[ 
https://issues.apache.org/jira/browse/HUDI-8282?page=com.atlassian.jira.plugin.system.issuetabpanels:comment-tabpanel&focusedCommentId=17886830#comment-17886830
 ] 

sivabalan narayanan edited comment on HUDI-8282 at 10/4/24 3:50 AM:
--------------------------------------------------------------------

Lets first understand what we did in 0.x

 

We are looking to fix two problems by adding per log file marker.
a. i. MOR data table rollbacks missed to sync original log files from failed 
commit to MDT.
a.ii. Along these lines, if rollback instant is retried multiple times, any log 
files added from failed rollback attempts should also be synced to MDT.
b. If there are spurious log files created even w/ successful commits, we need 
to ensure these spurious log files are also synced to MDT.

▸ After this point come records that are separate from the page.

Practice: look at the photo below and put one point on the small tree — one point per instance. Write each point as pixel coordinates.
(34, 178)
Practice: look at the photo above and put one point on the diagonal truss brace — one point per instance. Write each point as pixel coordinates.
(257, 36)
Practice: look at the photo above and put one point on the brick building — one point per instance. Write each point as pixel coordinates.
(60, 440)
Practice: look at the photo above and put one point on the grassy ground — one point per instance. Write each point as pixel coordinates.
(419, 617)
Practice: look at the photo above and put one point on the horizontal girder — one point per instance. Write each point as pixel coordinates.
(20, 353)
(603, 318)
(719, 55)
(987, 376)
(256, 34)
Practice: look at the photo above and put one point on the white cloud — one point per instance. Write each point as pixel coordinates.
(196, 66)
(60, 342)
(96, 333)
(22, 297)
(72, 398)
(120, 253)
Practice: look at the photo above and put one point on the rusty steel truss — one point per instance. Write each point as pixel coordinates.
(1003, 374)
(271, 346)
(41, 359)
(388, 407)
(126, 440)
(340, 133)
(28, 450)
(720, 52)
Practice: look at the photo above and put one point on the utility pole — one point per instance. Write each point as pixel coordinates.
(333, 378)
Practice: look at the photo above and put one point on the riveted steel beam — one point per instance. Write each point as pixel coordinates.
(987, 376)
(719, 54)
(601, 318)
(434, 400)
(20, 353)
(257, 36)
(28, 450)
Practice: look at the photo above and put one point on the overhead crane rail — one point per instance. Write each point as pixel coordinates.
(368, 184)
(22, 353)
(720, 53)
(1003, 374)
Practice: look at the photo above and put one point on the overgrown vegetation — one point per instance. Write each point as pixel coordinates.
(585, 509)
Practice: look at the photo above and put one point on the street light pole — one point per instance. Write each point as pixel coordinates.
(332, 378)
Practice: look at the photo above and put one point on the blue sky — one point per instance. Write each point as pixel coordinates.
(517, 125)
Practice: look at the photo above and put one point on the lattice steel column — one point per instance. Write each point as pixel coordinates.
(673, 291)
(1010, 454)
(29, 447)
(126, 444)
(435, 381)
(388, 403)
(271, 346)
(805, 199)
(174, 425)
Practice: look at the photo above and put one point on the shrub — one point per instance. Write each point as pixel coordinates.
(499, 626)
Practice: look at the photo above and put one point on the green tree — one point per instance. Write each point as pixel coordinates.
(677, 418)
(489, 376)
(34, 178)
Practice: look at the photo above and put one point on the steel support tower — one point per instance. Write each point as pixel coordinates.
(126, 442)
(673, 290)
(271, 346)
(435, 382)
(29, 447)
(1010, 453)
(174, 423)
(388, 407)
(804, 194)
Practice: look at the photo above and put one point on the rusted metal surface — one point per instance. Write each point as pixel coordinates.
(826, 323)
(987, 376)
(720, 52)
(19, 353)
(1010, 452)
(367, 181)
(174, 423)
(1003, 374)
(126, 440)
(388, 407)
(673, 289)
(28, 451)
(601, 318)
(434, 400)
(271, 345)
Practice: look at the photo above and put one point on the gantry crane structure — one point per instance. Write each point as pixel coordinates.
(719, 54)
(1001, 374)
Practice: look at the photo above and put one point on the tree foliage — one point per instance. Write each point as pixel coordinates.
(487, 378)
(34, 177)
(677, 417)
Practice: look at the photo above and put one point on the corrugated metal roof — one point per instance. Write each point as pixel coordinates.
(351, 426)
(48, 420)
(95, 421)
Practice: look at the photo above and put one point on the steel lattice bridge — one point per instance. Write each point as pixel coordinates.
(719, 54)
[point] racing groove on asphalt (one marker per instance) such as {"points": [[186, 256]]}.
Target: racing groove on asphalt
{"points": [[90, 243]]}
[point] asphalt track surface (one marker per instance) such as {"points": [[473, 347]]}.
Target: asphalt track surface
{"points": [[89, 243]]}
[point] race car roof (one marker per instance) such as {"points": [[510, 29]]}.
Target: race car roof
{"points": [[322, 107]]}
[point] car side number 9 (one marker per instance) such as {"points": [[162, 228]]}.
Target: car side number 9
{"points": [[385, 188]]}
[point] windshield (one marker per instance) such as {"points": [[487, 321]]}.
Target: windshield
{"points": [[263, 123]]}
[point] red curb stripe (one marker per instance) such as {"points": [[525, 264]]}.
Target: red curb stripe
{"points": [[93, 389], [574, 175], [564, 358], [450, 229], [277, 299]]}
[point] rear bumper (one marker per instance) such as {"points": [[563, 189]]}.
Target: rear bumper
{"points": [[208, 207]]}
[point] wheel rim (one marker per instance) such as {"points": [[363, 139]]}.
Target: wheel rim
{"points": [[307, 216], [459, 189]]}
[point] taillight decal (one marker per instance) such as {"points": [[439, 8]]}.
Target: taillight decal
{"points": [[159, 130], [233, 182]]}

So, to fix all of the above, we are adding per log file marker. Any log file 
added or appended to will create markers. We don't really need to distinguish 
between create and append and so we will go w/ APPEND IoType for markers.

Fix for (a. i): Any log file added will emit a marker. If the commit of 
interest failed, hudi will trigger a rollback. During rollback planning, using 
markers we identify the original log files added by the failed commit and track 
it as part of the rollback plan. This also gets tracked in 
HoodieRollbackMetadata (apache/hudi#9653 where we upgraded the schema).

Fix for (a.ii): Whenever a rollback is triggered, marker based rollback will be 
able to track all log files added as part of failed commit. and rollback 
execution hudi adds a rollback command block. With this patch, we are also 
emitting markers for such log files(rollback command blocks). During rollback 
execution, apart from adding log files added by failed commit to 
HoodieRollbackMetadata, we also add these log files which could have been added 
by previous attempts of rollback for the same instant.

Fix for (b): During marker based reconciliation step, we check for log files 
from markers and compare it against HoodieCommitMetadata's HoodieWriteStat. If 
for any additional files tracked using markers (which could happen due to spark 
retries), we will add new HoodieWriteStat and update HoodieCommitMetadata. So, 
that when this syncs to MDT, we don't miss to track this spurious log files. We 
will use apache/hudi#9545 to skip such spurious log files on the reader side. 
So, on the writer side, we just want to ensure we don't miss to track any log 
file created by hudi.

Note: Please do note that the reconciliation for log files is kind of opposite 
of what happens w/ data files. w/ data files, any extraneous files are deleted. 
But for any extaneous log files, we can't afford to delete. Since there could 
be a concurrent reader trying to read the the file slice of interest. 
Eventually during execution, it might parse the log block header and might skip 
if its partially failed commit or inflight commit. Anyways, in short, we can't 
afford to delete any log files at any point in time except cleaner. So, for any 
extraneous log files detected, we fix the HoodieCommitMetadata to track these 
additional log files as well.

 

 

1.x:

With 1.x, there are three major behavior difference. Log files are deleted 
during rollbacks. And so, rollback will not add any rollback command blocks. 
and appends are disabled, which means there will be only one log block per log 
file. 

Having said this, lets see what we might want to do in 1.x :


a. Identify log files to be deleted for failed writs. 
b. If there are spurious log files created even w/ successful commits, we need 
to ensure these spurious log files are also synced to MDT if need be or deleted 
diligently. 

 

So, to fix both, we are adding per log file marker. Any log file added or 
appended to will create markers. We don't really need to distinguish between 
create and append and so we will go w/ APPEND IoType for markers.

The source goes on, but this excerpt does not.